Tidak ada mantan kepala mata-mata yang menghadapi pengadilan militer di sebuah negara yang diatur langsung oleh tentara yang kuat selama hampir tiga dekade.
Islamabad, Pakistan – Seorang mantan kepala badan intelijen terkemuka Pakistan menghadapi pengadilan militer setelah ditangkap karena dugaan pelanggaran dalam kasus yang terkait dengan skema perumahan swasta.
Dalam pernyataan singkat pada hari Senin, militer Pakistan mengatakan telah menangkap Letnan Jenderal Faiz Hameed yang telah pensiun, mantan kepala badan intelijen Inter-Services Intelligence (ISI) yang kuat, untuk “memastikan kebenaran” keluhan dalam kasus properti dan “tindakan disipliner yang sesuai” diambil terhadapnya.
Pernyataan itu mengatakan ada “beberapa pelanggaran” Undang-Undang Angkatan Darat oleh Hameed setelah pensiunnya pada Desember 2022. “Proses Pengadilan Militer Umum di Lapangan telah dimulai, dan Letjen Faiz Hameed (Purn) telah ditahan militer ,” tambahnya.
Militer mengatakan bertindak terhadap perwira puncak sesuai dengan perintah Mahkamah Agung, yang tahun lalu memerintahkan penyelidikan terhadap Hameed setelah perusahaan pengembangan tanah bernama Top City mengajukan petisi, menuduh Hameed telah mengakuisisi kepemilikan beberapa properti bersama saudaranya dan bahkan memeras pemilik perusahaan.
Dalam petisinya, Top City, yang sedang mengembangkan tanah di dekat ibu kota, Islamabad, untuk proyek perumahan swasta, menuduh Hameed terlibat dalam pengambilalihan tanah dan korupsi terkait proyek perumahan, laporan media mengatakan. Perusahaan juga menuduh mantan kepala ISI itu menyalahgunakan kewenangannya dan mengatur penggerebekan di rumah dan kantor pemiliknya.

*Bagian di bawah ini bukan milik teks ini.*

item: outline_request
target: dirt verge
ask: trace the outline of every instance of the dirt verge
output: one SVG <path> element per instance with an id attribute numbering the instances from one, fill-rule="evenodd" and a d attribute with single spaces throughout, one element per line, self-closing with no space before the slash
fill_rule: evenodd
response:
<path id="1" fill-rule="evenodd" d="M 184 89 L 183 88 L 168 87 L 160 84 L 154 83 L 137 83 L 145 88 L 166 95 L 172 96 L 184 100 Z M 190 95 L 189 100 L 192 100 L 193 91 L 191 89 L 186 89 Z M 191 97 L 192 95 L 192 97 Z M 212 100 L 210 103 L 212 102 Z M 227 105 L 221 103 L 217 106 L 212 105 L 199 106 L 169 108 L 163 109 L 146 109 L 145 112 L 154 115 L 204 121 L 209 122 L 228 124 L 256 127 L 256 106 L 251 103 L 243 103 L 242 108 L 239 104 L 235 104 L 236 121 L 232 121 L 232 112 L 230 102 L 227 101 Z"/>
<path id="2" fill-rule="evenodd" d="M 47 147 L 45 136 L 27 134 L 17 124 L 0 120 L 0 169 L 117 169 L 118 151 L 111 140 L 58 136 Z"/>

Militer dianggap sebagai institusi paling berpengaruh di Pakistan dan telah langsung memerintah negara tersebut selama hampir 30 tahun dari hampir delapan dekade sejarahnya.
Meskipun hadirnya yang berlebihan dan tuduhan campur tangan politik, yang melanggar sumpah mereka, tidak ada mantan kepala mata-mata yang menghadapi pengadilan militer sebelum Hameed.
Ayesha Siddiqa, seorang fellow senior di King’s College London dan penulis sebuah buku tentang “kerajaan bisnis” militer Pakistan, mengatakan kepada Al Jazeera penangkapan Hameed mirip “ledakan nuklir politik”.
“Langkah ini tampaknya bertujuan untuk mengembalikan disiplin dalam angkatan bersenjata dan ISI. Kasus sebelumnya di pengadilan militer perwira senior adalah atas tuduhan spionase. Ini berbeda, karena untuk pertama kalinya, mantan kepala ISI dituduh merugikan negara,” katanya.
Hameed dianggap dekat dengan mantan Perdana Menteri Imran Khan yang dipenjarakan, yang telah menunjuknya untuk memimpin ISI pada tahun 2019. Khan menggantikannya dengan Letnan Jenderal Nadeem Anjum pada Oktober 2021, beberapa bulan sebelum mantan pemain kriket yang beralih menjadi politisi kehilangan kekuasaan pada April 2022.
Hameed, yang pernah dijagokan menjadi panglima angkatan darat, pensiun dini pada Desember 2022, beberapa hari setelah panglima saat ini, Jenderal Asim Munir, mengambil alih. Undang-Undang Angkatan Darat Pakistan melarang pegawai militer yang telah pensiun untuk terlibat dalam aktivitas politik selama dua tahun setelah pensiun.
Kamran Bokhari, direktur senior di New Lines Institute untuk Strategi dan Kebijakan berbasis di Washington, DC, mengatakan kepada Al Jazeera keputusan untuk menangkap Hameed adalah penting karena dia, hingga baru-baru ini, adalah “tiran intel yang sangat kuat”.
“Tindakan mantan kepala ISI tersebut pasti mengancam bagi panglima angkatan darat Munir saat ini, serta institusi, sehingga para pucuk pimpinan terlibat dalam langkah sedrastis ini,” kata Bokhari.
“Walaupun dirancang untuk mengelola krisis tak terduga dalam hubungan sipil-militer, perkembangan ini mengancam memperburuk kondisi politik, ekonomi, dan keamanan di dalam negeri,” tambahnya.